Tuesday 30 August 2011

The Distant Hours

Mrs Pao and I were chatting on the way home from the Oyster Festival about a book we had both read when she turned to Pao and said 'you can tell we were literature students can't you' (for that is indeed where Mrs Pao and I  met, at uni, 1995/6, in a lecture theatre - can't remember the name of the book we were studying though - there were sooo many - and she wasn't Mrs Pao then either) and I realised how much I missed talking about books.  Especially now I have the opportunity to read more often at the moment.

I did start a reading group 10 months ago which is something I had wanted to do for absolutely ages.  I didn't, at the time, have the confidence to do it on my own so CCV came in on it with me and we launched it one evening with a rather nice meal that took us all day to prepare, but which was worth it.  There are eight of us, meeting every six weeks and taking it in turns to host the evening where much eating, drinking, chatting and merriment takes place.  As  a social group it works well, we are all different and all bring something of our own to the mix but a book group it isn't. 

Once we watched a DVD but forgot to discuss it at the next meeting.  Another time we played a book game which was interesting, fun and got our creative juices going except we kept forgetting what it was we were supposed to be doing, which might have been something to do with the wine.  And, we have plans to go to an exhibition over the summer.  On the occasions we do read a book we manage to discuss it for, oooh, all of ten minutes.  So, I think I need to go and join a proper book group, one that doesn't clash with the one I'm already in obviously.

In the meantime I might write about a book or two  I've read here to get it out of my system.  Lucky you! Mrs Pao does it on her blog and I have noticed quite a few of the blogs I subscribe to also write book recommendations as well as all the foodie and photography stuff.  I have started a list of books I would like to read just from reading about them on other blogs. 

Not that I would go so far as to recommend a book because what I will see in a book may well be different to what someone else will see in the very same book, which is, of course,  actually  part of the joy of talking about a book.  But if I let you know about books I've read whether I've liked them or not, and I have read some baaad books,  then the choice is yours as to if you read them or not.  But if you do you could always let me know what you thought about them. If you wanted to.  It would be a sort of virtual book club conversation - sort of.  Up to you.
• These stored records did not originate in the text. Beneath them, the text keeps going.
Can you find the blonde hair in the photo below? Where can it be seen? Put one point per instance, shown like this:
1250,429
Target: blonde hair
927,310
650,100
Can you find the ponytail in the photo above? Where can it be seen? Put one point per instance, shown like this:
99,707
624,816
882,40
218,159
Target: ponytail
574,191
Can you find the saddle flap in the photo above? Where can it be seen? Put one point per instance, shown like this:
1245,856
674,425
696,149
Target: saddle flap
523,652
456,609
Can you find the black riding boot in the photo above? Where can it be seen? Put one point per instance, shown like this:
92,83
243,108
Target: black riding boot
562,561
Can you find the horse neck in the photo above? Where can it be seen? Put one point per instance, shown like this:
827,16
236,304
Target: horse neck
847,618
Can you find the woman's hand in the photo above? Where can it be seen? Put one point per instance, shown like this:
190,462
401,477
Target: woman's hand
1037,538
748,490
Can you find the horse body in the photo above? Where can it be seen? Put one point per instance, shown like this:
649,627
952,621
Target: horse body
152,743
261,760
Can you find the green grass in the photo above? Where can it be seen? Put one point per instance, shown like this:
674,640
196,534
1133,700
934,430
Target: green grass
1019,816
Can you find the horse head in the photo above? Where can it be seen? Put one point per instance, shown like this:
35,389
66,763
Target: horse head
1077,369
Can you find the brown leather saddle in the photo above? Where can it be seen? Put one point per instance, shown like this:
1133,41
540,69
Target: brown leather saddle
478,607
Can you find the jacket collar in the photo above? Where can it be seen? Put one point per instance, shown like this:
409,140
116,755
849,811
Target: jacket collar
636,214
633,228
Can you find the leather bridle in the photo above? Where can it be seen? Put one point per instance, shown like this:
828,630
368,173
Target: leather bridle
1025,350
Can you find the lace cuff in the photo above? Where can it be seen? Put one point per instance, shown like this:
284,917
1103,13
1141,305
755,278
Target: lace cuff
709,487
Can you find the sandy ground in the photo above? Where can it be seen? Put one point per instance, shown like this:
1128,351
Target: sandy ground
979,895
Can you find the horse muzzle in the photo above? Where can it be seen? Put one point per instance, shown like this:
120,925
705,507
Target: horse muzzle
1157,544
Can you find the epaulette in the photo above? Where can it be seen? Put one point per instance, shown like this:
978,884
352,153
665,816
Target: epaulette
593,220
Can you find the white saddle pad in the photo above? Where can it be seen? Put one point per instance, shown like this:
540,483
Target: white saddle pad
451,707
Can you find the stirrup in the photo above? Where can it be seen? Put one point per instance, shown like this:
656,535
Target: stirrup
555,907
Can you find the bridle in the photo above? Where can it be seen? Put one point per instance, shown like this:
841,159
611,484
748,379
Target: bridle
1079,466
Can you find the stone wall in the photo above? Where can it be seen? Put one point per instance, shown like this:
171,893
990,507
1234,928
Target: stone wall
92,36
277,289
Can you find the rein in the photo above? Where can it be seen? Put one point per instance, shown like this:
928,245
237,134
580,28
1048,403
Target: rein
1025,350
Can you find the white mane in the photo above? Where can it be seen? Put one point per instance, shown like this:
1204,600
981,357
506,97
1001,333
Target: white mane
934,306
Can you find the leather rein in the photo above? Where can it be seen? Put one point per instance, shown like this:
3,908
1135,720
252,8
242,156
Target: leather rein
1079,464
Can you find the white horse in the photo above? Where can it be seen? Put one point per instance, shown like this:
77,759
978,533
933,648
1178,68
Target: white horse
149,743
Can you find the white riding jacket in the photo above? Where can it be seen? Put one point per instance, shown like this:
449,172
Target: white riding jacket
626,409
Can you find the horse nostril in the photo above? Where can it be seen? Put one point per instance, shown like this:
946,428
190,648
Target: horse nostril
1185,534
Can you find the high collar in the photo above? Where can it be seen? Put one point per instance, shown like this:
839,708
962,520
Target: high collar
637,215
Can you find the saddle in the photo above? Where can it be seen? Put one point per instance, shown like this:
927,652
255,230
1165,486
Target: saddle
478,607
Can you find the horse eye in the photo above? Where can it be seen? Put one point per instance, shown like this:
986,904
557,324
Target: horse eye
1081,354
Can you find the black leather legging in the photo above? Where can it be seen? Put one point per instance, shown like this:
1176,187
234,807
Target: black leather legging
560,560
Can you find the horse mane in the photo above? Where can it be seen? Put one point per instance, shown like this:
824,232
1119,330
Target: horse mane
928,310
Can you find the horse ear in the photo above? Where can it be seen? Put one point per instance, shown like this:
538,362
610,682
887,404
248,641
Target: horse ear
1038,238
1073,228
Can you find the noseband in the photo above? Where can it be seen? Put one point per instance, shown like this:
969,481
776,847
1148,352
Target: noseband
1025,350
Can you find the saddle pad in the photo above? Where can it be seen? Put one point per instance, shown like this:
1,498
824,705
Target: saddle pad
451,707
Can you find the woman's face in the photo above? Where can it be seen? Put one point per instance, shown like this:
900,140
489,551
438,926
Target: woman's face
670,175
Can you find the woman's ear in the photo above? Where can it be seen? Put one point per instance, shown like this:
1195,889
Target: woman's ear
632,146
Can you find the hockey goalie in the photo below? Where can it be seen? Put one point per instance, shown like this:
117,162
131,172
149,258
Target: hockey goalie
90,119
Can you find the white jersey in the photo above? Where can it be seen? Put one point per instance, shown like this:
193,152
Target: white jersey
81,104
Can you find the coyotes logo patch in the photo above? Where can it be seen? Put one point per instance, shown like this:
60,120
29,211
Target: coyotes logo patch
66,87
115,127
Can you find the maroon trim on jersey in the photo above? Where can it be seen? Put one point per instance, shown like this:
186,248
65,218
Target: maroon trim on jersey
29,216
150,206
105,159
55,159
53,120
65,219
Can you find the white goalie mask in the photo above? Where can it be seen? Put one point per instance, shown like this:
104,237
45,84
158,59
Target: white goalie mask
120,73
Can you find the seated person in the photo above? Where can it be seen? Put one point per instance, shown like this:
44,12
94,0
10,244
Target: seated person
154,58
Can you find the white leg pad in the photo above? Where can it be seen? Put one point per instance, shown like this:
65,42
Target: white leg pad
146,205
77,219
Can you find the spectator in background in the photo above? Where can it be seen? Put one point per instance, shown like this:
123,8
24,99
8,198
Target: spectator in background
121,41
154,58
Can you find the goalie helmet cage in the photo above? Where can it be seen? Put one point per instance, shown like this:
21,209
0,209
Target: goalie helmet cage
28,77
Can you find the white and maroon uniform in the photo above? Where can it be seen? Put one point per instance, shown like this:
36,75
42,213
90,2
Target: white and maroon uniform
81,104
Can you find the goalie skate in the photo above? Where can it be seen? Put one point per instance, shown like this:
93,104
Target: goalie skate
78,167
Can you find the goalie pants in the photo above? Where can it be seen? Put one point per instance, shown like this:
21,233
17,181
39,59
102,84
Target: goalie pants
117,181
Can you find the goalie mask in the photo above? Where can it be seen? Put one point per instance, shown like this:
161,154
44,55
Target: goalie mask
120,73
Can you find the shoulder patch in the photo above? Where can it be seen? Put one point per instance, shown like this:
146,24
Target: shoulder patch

So, I  will start with the last book I read which was The Distant Hours by Kate Morton.  I'd had this book for quite a while before reading it because I felt I had been coerced into buying it by an over enthusiastic, pushy sales assistant in Maidstone Waterstones.  I was annoyed with myself for allowing that to happen so I punished the book by refusing to read it.  However, I had to relent when I realised I only had three books left in my 'to read' pile and as I wanted an easy read this looked like it would have to be it.

Kate Morton said, in the back (p672) , that  her 'favourite thing to hear from readers is 'I couldn't put it down but I didn't want it to end''.  This was exactly how I felt about this book.  I started by devouring it but as I got near the end and the realisation hit that my journey through the pages with the friends I had just met and cared for would soon be over I started to read very slowly in order to prolong the inevitable.

The story of the Sisters Blythe from their childhood at the beginning of the twentieth century to 1992, the year they meet Edie Birchill, is told both through the eyes of Edie and the third person narrative which fills in the gaps Edie isn't party to. Edie gets lost in Kent on her way back to London and by accident finds herself at Milderhurst Castle where her mother was evacuated during the war.  Edie hadn't known about her mother's evacuation until a few days before when a previously lost fifty year old letter was delivered to her mother.  Edie's mother, a distant woman, refuses to discuss her emotional response to the letter or any other details of her evacuation to Milderhurst.  So, when Edie, fetches up outside the very place, she sets about unravelling what she sees as a mystery concerning her mothers past.  And so the story of the three sisters and Edie's mother begins.  It is a story that sheds a light on a very different way of life, in a different age with different expectations. It follows  the impact of events that occurred fifty years ago but which still reverberate in the present day for people who were unaware of their happening.

To say it was an easy read was not a criticism.  Perhaps I should say it was an effortless read.  The chapters leap between 1992 and the war years and give the perspectives of several different characters which is not an easy thing to do.  Kate Morton ranks alongside Margaret Attwood in her ability to do this without causing the reader the unnecessary rifling backwards and forwards through pages to see who is the narrator and what era they are in.  I thought it was good story, well told.  I found the plot intriguing and felt involved with the characters.  I think I will definitely read another Kate Morton book in the hope it is as good as this one.